子ども1人に4500万円の借金を押し付けている現状。 この子たちの行く先を明るいものにしなければならない。 |
内閣府の「年次経済財政報告(平成17年)」は、高齢者世代が生涯にわたってどれだけの税金を支払い、どれだけの便益を受けたかを計算しています。それによれば、今の60代は差し引きで約1600万円分の純受益があったことになる。それに対し、今の30代が生涯に受ける便益を計算すると、実に約1700万円のマイナス(支払い超過)です。これから生まれてくる将来世代は多大な国債が残されるので、生涯で約4500万円分の借金返済に追われるという。これは「財政的幼児虐待」ともいわれています。
投票箱をあけると高齢者の票ばかり (財)明るい選挙推進協会のデータ |
たとえば、消費税の税率5%アップで、政府は13.5兆円の追加税収を見込んでいます。消費税は高齢3経費(年金・医療・介護)に使われますが、財務省は、今回は「未来(子ども)への投資」も使途にいれたと宣伝しています。しかし、それはたったの0.7兆円。13.5兆円増税して、たった0.7兆円をもって「未来への投資」といっています。
「子ども手当が...」?。毎年毎年、年金50兆円をバラまくのに比べれば、子ども手当の2兆円など微々たるものです。「いまもらっている年金は若い時に積み立てたものだから...」?。いえいえ、いまの高齢者は、彼らが現役時代に払い込んだ社会保険料の2倍~4倍の年金を受け取っています。しかし、いまの現役世代には増税が待っているので、結局は「払い損」になるはずです。
もう、若さに応じて1票に格差をつけないとやっていけない段階かもしれません。国政選挙はその国のあり方、数十年後の行く末を決める選挙です。その選挙結果の影響を数十年にわたって受ける世代こそが、将来を見通して責任をもって投票する当事者でしょう。今後、50年、60年に渡って日本の将来を担う世代の声が議会に強く反映されるべきです。
余命別選挙制度の作り方
選挙区というと地理的な区分けが想定されています。各地方の選挙区から選出された地域代表を通じて、社会全体の利害を議会に反映させるシステム。しかし、社会全体の利害を汲み取るために、世代ごとに代表を選出してもいいでしょう。0歳~30代の「青年区」、40~50代の「中年区」、60代以上の「老年区」のように分け、世代ごとに代表を選べばよい。そうすれば若者世代の声は「青年区」選出の議員が代表できる。 これは年齢別選挙区というアイディアで井堀利宏・東京大学教授が提案してきた。

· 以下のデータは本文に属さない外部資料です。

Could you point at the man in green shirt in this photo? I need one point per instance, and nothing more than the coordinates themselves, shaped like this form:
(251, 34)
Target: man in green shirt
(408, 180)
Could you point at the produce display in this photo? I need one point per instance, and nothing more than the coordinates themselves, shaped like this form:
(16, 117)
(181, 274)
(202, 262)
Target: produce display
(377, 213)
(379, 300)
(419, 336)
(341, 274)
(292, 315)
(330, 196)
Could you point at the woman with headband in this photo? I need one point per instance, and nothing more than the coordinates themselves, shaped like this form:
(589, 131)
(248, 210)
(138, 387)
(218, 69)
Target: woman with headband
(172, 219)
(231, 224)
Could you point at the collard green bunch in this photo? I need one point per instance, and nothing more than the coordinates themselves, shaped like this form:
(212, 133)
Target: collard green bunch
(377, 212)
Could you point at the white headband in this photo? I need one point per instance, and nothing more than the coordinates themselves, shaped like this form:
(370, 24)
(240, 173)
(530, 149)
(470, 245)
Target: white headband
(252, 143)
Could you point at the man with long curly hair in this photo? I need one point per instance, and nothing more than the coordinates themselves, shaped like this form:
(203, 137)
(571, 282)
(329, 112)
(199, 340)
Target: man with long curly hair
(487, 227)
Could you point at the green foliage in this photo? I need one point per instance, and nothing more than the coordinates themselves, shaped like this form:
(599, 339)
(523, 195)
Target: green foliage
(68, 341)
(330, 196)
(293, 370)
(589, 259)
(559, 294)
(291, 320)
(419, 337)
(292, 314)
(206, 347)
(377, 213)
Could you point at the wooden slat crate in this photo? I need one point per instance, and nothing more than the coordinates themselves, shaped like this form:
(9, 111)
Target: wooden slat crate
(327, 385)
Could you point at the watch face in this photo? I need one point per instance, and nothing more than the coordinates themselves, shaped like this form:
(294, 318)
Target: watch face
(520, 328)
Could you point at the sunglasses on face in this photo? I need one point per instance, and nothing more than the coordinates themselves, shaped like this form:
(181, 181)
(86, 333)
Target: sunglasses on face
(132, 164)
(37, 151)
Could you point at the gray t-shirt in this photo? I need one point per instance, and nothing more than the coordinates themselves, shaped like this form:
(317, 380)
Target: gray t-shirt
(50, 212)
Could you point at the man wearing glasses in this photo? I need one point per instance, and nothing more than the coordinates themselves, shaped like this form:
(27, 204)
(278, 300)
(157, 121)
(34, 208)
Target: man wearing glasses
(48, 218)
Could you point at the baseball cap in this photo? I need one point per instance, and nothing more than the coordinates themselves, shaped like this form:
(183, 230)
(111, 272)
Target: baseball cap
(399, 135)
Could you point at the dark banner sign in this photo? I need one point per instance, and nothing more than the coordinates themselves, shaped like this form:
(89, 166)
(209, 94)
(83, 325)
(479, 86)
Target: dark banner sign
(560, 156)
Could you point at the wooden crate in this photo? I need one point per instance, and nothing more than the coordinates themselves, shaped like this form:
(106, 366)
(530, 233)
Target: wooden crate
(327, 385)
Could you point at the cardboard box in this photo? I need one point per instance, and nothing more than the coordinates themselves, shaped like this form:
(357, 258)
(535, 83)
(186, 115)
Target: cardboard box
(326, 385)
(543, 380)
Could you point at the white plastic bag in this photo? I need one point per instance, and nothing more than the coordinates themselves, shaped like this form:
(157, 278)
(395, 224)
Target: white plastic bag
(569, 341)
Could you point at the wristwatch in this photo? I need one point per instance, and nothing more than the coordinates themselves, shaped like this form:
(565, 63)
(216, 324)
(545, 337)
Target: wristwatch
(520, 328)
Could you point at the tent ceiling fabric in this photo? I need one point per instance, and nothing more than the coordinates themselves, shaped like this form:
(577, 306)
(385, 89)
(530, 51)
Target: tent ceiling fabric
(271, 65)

私は余命別選挙制度として、各世代選挙区に、その世代の平均余命(あと何年の寿命があるか)に応じて議席(議員数)を配分し、投票権と余命をリンクさせることを提案しています。たとえば、いま25歳の人の平均余命は57年で、55歳の平均余命29年の約2倍。そこで、20代選挙区には議席を多く配分し、その有権者1人当たり議席数が、50代選挙区の2倍になるようにする。若さに応じて1票に格差をつけるわけです。
「1票の格差」はどうなるのだ、という疑念にはこう答えます。移行期を除けば、生まれた年にかかわらず、どの人も生涯を通じて同じだけの投票力を持つので、生涯を通じた「投票価値の平等」は担保されます。また、若者の影響力が過大になるというのも誤解です。彼ら自身もやがては高齢者になるのだから、若者だけに都合の良い刹那的・利己的政策ばかりを支持するとは思えないし、むしろ、孫のいない高齢者のほうが利己的な投票行動に走る可能性のほうが大きいと考えられないでしょうか。
少子高齢化が進み歪んでしまった人口ピラミッドを、余命でウェイトづけしてみましょう。かつて日本が元気だったころの人口ピラミッドを再建できることにお気づきいただけると思います。
日経ビジネスオンラインにフルバージョンを書かせていただきました。そちらでは、「公共財としての子ども」という考え方も紹介しています。http://business.nikkeibp.co.jp/article/manage/20110531/220334/
ワールドビジネスサテライト(2012年5月31日放映)の特集でもコメントを紹介していただきました。
http://www.tv-tokyo.co.jp/mv/wbs/feature/post_21365/
私は世代間対立ではなく、本当の意味で共に支えあう社会を強く望んでいます。